What's intriguing is that this is exactly what senior military games people such as Jeff Wilkinson, a program manager at the US army's Simulation & Training Technology Center, want.
In return for their investment, they want a higher level of cognitive performance.
"We are frequently looking for `first-person thinker' environments and not `first-person shooter' environments," Wilkinson says. "This provides a significant opportunity for gamemakers to focus their resources in new ways."
He says the benefits of investment will accrue mostly to education, not entertainment.
SCIENCE-FICTION VISION
Chaplin quotes Michael Macedonia, a major mover in army simulation circles, recommending the visions of science-fiction writers such as Orson Scott Card's Ender's Game, a novel in which six-year-old kids unknowingly fight remote wars through their gaming consoles.
Greg Costikian, a designer who recently left Nokia to start his own company, Manifesto Games, is agnostic about the relationship between games and the military. But unlike many, he has a strong opinion on America's Army.
"Given that we have a volunteer military, the military needs to recruit. And if it's legitimate for them to use TV and print advertising, what's wrong with doing so through a game?" he asks.
This position is shared by Sheldon Pacotti, the scriptwriter for the forthcoming America's Army console game, Rise of a Soldier.
His experience on America's Army, working closely with special forces soldiers, was that their "nuanced ideas about the role of an outside military force" in foreign interventions was much more subtle than the understanding of either US politicians or citizens.
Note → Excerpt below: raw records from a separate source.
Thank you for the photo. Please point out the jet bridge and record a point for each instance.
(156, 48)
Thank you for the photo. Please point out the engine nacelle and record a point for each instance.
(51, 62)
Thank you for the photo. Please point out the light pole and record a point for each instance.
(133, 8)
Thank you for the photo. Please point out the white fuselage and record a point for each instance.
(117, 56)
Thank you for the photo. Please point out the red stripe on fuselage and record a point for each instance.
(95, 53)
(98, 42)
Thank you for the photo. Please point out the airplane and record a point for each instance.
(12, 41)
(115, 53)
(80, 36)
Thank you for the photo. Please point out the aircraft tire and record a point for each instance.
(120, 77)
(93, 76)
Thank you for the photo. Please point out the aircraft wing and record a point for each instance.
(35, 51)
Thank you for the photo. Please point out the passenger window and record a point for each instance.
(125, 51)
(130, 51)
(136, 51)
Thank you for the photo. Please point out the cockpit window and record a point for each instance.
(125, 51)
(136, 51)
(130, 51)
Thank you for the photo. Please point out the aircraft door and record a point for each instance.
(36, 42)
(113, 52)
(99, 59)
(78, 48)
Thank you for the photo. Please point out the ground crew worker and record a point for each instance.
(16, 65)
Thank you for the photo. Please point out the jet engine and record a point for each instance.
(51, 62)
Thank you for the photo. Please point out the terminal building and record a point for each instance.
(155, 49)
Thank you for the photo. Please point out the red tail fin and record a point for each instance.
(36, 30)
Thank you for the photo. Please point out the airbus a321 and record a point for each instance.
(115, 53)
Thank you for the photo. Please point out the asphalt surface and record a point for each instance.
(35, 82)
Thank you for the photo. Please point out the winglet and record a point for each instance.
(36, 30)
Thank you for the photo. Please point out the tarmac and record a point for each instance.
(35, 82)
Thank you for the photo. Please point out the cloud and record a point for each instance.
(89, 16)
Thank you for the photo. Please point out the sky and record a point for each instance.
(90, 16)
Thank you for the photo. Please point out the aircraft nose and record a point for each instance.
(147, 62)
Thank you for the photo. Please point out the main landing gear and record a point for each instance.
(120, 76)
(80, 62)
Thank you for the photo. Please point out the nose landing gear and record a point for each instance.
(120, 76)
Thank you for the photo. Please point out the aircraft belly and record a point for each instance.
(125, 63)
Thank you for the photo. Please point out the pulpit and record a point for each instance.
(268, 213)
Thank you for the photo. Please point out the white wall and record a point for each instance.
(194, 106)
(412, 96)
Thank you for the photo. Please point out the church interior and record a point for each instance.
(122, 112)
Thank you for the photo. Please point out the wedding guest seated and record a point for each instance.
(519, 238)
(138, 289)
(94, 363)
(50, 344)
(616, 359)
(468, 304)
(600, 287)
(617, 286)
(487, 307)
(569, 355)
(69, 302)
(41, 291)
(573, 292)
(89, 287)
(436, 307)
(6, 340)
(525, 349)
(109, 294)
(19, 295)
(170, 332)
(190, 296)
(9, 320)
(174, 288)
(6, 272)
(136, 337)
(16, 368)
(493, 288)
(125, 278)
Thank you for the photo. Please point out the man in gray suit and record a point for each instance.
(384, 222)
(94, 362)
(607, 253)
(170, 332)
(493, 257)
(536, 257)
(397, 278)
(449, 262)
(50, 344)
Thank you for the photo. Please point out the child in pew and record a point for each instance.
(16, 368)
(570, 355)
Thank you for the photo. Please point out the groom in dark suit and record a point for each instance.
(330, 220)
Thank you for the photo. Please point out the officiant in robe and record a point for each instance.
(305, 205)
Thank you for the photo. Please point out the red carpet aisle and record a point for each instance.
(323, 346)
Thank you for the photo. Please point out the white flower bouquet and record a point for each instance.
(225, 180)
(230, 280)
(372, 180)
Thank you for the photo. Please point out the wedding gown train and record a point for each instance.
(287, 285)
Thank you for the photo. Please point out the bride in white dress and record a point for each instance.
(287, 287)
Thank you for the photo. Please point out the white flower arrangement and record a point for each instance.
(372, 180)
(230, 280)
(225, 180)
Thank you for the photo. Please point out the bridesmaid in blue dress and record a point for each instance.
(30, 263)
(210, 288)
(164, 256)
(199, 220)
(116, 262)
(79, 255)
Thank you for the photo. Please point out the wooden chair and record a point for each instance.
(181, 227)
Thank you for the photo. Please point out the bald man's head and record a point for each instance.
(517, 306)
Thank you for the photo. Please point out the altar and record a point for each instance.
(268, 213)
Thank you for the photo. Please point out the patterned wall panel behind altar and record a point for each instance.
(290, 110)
"The truth about terrorism," Pacotti says, "is that it is much more complex than any plot you could dream up for a game or any other type of entertainment. The virtue of Rise of a Soldier is that it doesn't set out to demonize the enemies, their culture, or their worldview."
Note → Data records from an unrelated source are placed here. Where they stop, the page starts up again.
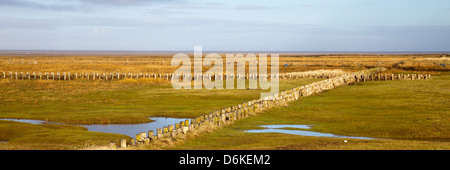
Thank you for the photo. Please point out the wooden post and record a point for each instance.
(123, 143)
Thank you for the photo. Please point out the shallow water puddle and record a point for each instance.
(125, 129)
(278, 129)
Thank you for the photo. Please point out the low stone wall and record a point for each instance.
(167, 76)
(241, 111)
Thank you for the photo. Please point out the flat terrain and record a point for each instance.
(398, 114)
(406, 114)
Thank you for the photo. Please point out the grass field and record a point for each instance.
(85, 102)
(399, 114)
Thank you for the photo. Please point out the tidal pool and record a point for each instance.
(279, 129)
(125, 129)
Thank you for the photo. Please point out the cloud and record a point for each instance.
(36, 5)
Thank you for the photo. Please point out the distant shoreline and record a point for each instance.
(306, 53)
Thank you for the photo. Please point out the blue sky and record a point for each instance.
(228, 25)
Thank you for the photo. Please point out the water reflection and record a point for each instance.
(278, 129)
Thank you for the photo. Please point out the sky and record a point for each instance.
(225, 25)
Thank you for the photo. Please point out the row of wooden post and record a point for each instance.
(117, 76)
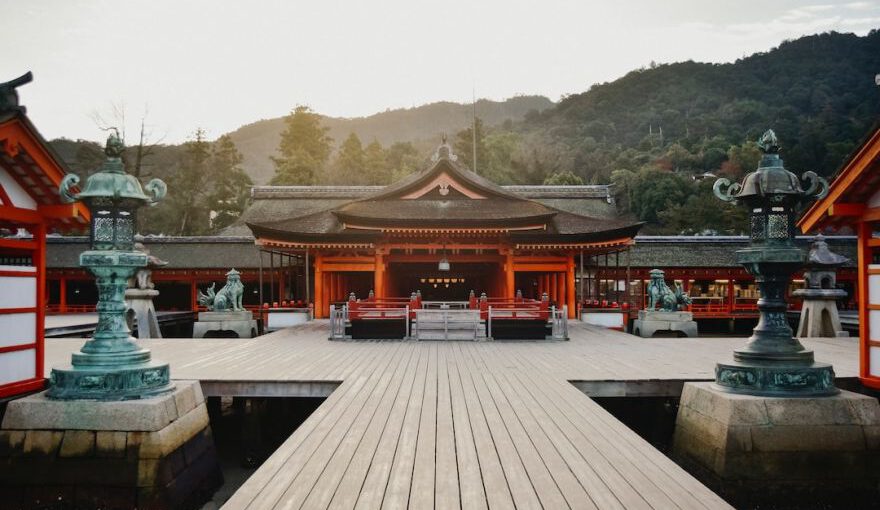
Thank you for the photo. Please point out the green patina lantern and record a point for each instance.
(773, 362)
(111, 365)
The gamemakers have a point: We shouldn't automatically damn each product that bears a military title, as the actual gameplay may be subtler than the blood-and-guts marketing.
And it's not as if there isn't a small counter-movement in the game sector.
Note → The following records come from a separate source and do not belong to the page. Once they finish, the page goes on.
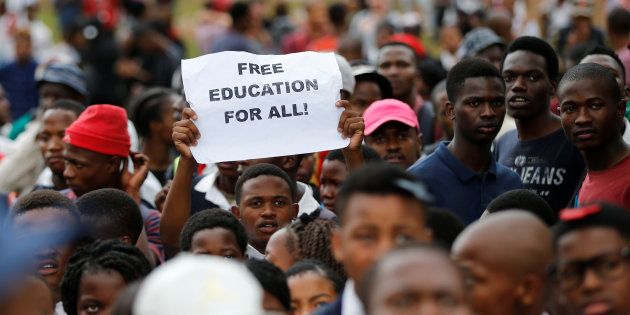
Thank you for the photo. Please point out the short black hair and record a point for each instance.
(380, 179)
(69, 105)
(603, 50)
(469, 68)
(369, 155)
(110, 213)
(416, 58)
(618, 21)
(261, 170)
(591, 215)
(445, 227)
(148, 107)
(46, 198)
(320, 269)
(272, 279)
(594, 72)
(112, 255)
(209, 219)
(523, 199)
(432, 72)
(310, 239)
(539, 47)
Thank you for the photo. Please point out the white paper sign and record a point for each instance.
(257, 106)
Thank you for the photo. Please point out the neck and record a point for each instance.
(607, 156)
(226, 184)
(474, 156)
(537, 127)
(158, 153)
(59, 182)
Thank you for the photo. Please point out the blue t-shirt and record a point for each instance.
(459, 189)
(551, 166)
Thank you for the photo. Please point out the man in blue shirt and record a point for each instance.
(462, 174)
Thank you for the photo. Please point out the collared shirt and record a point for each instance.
(459, 189)
(351, 304)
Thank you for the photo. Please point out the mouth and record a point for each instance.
(394, 158)
(47, 265)
(518, 101)
(268, 227)
(597, 308)
(585, 134)
(489, 129)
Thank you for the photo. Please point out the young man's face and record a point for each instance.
(86, 171)
(333, 175)
(528, 87)
(396, 143)
(365, 93)
(217, 241)
(479, 110)
(50, 138)
(600, 286)
(374, 224)
(590, 116)
(50, 262)
(416, 283)
(266, 206)
(398, 64)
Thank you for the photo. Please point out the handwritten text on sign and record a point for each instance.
(256, 106)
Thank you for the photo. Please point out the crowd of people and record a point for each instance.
(487, 169)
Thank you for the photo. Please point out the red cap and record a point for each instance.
(102, 129)
(386, 110)
(410, 41)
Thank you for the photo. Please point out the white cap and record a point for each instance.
(199, 285)
(347, 78)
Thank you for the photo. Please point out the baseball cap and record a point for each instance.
(199, 285)
(387, 110)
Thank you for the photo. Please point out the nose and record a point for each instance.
(583, 116)
(591, 282)
(519, 84)
(487, 111)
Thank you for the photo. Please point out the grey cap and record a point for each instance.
(67, 74)
(477, 40)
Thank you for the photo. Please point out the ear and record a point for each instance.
(554, 87)
(236, 211)
(126, 239)
(449, 110)
(335, 245)
(295, 209)
(528, 291)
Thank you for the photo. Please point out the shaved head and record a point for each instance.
(506, 257)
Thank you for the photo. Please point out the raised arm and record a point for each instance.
(177, 205)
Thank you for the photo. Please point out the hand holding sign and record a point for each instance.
(257, 106)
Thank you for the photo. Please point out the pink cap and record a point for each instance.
(386, 110)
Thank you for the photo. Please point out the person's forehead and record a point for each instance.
(264, 185)
(603, 60)
(396, 52)
(482, 87)
(524, 61)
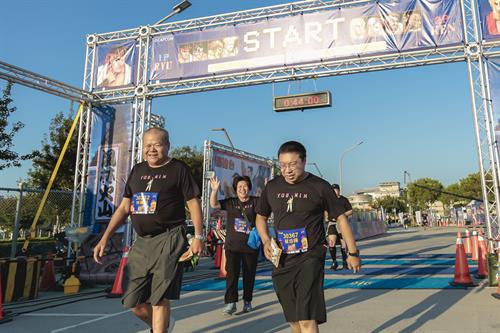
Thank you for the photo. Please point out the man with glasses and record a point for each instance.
(298, 201)
(154, 198)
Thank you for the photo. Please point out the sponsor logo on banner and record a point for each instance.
(375, 28)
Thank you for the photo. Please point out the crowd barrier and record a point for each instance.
(366, 229)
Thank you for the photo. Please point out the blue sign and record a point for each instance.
(376, 28)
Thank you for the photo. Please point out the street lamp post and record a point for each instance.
(406, 173)
(222, 129)
(175, 10)
(317, 168)
(342, 159)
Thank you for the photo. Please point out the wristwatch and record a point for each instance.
(199, 237)
(355, 254)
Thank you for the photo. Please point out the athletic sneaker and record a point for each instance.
(229, 309)
(171, 325)
(247, 307)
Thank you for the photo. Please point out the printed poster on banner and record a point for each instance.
(376, 28)
(489, 13)
(109, 161)
(227, 166)
(107, 167)
(116, 65)
(493, 70)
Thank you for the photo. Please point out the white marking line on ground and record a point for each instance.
(63, 315)
(90, 321)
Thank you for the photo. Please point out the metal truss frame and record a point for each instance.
(473, 51)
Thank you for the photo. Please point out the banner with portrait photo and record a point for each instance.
(109, 161)
(227, 165)
(489, 13)
(116, 65)
(380, 27)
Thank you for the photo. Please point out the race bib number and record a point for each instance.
(240, 225)
(144, 203)
(293, 241)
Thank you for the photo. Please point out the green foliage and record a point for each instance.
(420, 195)
(391, 203)
(452, 200)
(471, 186)
(52, 146)
(192, 157)
(8, 157)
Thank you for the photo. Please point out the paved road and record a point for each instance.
(403, 287)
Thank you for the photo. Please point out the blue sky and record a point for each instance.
(418, 119)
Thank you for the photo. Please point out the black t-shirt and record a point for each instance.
(157, 196)
(238, 225)
(299, 215)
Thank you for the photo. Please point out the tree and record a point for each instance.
(192, 157)
(423, 192)
(390, 204)
(449, 199)
(8, 157)
(44, 164)
(471, 186)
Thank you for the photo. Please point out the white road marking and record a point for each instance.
(63, 315)
(90, 321)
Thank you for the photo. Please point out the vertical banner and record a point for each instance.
(228, 165)
(109, 161)
(493, 70)
(116, 65)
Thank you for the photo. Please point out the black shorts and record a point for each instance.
(153, 271)
(300, 291)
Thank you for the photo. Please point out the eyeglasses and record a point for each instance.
(154, 145)
(292, 166)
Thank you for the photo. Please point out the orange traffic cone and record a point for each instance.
(48, 281)
(467, 245)
(462, 273)
(474, 245)
(222, 271)
(482, 267)
(117, 290)
(4, 317)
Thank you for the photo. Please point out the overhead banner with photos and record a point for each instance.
(227, 165)
(381, 27)
(116, 65)
(109, 161)
(489, 12)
The same Washington conference sponsored by the US Army featured serious games that were about non-violent conflict resolution in the Middle East, and distribution of food by the UN. And the rise of modding and machinima allows a wider and more subtle range of world view and aesthetics, hopefully similar to independent movies and music.
But Heather Chaplin was inspired to write Smart Bomb from the anthropologists' old saw: Show me the games of your children, and I will show you the next hundred years.
Maybe there are people who are not frightened by the idea of an increasingly militarized culture.
But I am.
Pat Kane is the author of The Play Ethic: A Manifesto for a Different Way of Living.